5. UKTiE Supported by IDA Group
UKTiE’s work is supported by IDA Group. IDA Group is a highly specialized consultancy for governmental affairs, reputation management, trade and funding. They share the belief in effective dialogue built upon trust and mutual understanding. Their diverse team of experts includes seasoned diplomats, politicians, journalists, lawyers and designers, supported by a global network of trusted partners, can help create measurable impact for your business. You will find more information on IDA Group and what services they can provide you with here.

6. The view from Paris: Advantage Brussels
In an editorial piece, Le Monde describes how the December 8th agreement is largely in the EU’s favour and that the EU has led London precisely to where it wanted. The EU has imposed its priorities, its timetable, its own estimate of the Brexit bill. The article assumes the EU will also be imposing its idea of a transition and, most likely, the contours of the future relationship. The editorial puts the praise firmly at the feet of Michel Barnier who has until now led a flawless negotiation, mastering the needed diplomacy to keep the EU27 united in the face of tension and chaos that has prevailed in London. Having underestimated the EU and overestimated its own position, the UK has become a victim to its perception of the EU as simply a market and not a political union which left them unprepared for the unity of the EU27. If you would like more information on the French perspective and views on Brexit then please contact us.

7. Next week is the last official News and Views for 2017
The last official News and News of 2017 will be next week on Monday December 18th. However, we will also be sending out a light-hearted 2017 recap of Brexit which you can expect to receive on Friday December 22nd.

8. UKTiE has also put together the latest timetable for Brexit.
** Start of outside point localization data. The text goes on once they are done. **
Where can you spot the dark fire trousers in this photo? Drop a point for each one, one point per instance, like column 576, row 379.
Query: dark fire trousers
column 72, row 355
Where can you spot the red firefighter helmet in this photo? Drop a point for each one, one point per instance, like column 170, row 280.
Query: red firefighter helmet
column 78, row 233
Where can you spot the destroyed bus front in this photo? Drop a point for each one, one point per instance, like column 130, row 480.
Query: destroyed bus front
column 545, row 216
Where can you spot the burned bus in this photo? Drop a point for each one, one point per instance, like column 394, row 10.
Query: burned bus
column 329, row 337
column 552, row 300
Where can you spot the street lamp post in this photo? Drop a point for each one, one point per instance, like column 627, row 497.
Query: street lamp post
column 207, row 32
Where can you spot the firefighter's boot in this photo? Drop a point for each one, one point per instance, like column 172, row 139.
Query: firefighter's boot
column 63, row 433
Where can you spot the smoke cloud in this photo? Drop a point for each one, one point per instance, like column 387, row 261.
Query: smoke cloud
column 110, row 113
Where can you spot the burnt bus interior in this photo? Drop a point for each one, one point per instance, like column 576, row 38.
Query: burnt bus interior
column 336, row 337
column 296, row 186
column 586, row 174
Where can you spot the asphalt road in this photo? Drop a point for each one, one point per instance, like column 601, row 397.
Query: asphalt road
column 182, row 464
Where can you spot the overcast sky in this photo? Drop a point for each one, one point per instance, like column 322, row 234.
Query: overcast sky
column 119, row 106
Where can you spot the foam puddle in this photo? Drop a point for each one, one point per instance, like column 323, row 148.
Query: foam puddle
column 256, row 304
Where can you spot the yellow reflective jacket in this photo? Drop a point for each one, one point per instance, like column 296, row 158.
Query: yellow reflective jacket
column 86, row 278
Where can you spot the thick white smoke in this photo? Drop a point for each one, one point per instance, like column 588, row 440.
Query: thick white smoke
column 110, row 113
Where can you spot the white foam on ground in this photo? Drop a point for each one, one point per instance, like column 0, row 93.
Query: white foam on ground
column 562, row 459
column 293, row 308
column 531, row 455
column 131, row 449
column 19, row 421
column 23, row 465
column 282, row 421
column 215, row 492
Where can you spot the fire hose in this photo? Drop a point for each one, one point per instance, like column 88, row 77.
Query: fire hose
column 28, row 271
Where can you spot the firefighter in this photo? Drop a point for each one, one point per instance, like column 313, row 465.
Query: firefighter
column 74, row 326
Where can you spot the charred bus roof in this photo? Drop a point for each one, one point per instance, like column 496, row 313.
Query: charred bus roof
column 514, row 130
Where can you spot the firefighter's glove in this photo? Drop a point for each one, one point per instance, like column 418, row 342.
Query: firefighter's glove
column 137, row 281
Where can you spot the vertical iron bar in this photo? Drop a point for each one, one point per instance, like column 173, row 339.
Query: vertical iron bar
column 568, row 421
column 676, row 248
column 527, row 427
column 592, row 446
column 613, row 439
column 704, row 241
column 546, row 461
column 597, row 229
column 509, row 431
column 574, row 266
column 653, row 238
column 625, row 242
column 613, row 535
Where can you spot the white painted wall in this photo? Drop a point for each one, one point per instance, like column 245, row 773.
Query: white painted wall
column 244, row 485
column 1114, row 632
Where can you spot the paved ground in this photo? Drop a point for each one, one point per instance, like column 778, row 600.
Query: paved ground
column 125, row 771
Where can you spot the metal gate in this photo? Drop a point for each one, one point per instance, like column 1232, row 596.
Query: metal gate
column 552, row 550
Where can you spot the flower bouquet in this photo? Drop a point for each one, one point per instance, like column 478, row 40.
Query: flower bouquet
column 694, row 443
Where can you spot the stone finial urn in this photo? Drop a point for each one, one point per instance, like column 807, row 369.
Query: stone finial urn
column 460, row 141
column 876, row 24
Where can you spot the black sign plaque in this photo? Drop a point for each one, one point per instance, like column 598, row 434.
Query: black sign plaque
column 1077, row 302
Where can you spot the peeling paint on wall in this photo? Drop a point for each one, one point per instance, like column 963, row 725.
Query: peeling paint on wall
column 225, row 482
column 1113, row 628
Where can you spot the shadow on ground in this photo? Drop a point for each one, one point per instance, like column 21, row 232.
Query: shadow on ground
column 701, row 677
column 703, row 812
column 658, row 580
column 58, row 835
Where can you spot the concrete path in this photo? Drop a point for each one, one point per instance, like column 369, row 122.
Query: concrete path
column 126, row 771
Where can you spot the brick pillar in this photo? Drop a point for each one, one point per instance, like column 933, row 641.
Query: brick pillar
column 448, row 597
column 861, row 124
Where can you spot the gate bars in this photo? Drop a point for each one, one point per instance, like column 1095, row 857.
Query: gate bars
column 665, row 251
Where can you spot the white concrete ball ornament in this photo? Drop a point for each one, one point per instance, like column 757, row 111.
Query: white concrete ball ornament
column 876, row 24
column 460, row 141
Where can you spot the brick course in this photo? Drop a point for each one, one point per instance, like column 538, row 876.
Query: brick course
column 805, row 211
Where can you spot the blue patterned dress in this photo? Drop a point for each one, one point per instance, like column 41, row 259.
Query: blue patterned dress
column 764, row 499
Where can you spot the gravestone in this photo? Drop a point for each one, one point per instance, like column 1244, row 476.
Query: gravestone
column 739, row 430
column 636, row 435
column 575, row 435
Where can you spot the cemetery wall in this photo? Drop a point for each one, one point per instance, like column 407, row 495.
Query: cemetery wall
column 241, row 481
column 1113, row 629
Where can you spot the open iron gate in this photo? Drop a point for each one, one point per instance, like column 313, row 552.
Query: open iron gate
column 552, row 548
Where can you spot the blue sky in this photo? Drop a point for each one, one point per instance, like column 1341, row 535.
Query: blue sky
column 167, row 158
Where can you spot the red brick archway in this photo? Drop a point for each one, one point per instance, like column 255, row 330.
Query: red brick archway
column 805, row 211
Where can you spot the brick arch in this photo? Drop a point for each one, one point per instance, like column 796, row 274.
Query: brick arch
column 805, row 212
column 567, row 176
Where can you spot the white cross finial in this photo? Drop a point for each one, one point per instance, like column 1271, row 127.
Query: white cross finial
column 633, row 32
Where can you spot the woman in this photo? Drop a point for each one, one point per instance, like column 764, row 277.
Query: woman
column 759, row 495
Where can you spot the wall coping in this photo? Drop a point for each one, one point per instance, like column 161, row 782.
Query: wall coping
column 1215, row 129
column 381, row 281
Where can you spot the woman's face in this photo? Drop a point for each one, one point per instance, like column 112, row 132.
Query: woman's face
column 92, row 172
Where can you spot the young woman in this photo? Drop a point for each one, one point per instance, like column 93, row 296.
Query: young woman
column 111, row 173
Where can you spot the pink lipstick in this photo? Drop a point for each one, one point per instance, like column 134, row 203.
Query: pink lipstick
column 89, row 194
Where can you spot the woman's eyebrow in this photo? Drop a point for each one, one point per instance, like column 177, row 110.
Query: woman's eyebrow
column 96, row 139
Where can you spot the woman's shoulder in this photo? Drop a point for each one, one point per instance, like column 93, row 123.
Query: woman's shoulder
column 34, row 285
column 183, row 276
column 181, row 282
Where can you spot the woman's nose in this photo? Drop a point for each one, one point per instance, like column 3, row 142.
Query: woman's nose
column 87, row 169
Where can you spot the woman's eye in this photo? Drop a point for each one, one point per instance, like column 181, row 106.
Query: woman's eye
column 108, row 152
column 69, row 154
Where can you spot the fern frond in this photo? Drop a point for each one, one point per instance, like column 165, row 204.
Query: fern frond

We will keep this up to date as the process develops: 

  • 29 March 2017 – A50 triggered.
  • 5 April 2017 – European Parliament adopted Brexit guidelines.
  • 22 May 2017 – Brexit negotiating directives approved by Council.
  • 19 June 2017 –  Negotiations formally began.
  • 6-12 December 2017 – European Council conclusions/guidelines to be finalised.
  • 14-15 December 2017 – European Council meeting to review progress of negotiations.
  • TBC 2018 – UKTiE  & Norton Rose Fulbright Summit: Customs arrangements after Brexit.
  • 30 September 2018 – Date by which EU’s chief Brexit negotiator, Michel Barnier, wants to conclude the terms of Britain’s exit from the Union.
  • 30 March 2019 – Britain formally exits the EU, following ratification of Brexit by all other member states and the European Parliament.
  • June 2019 – European Parliament election.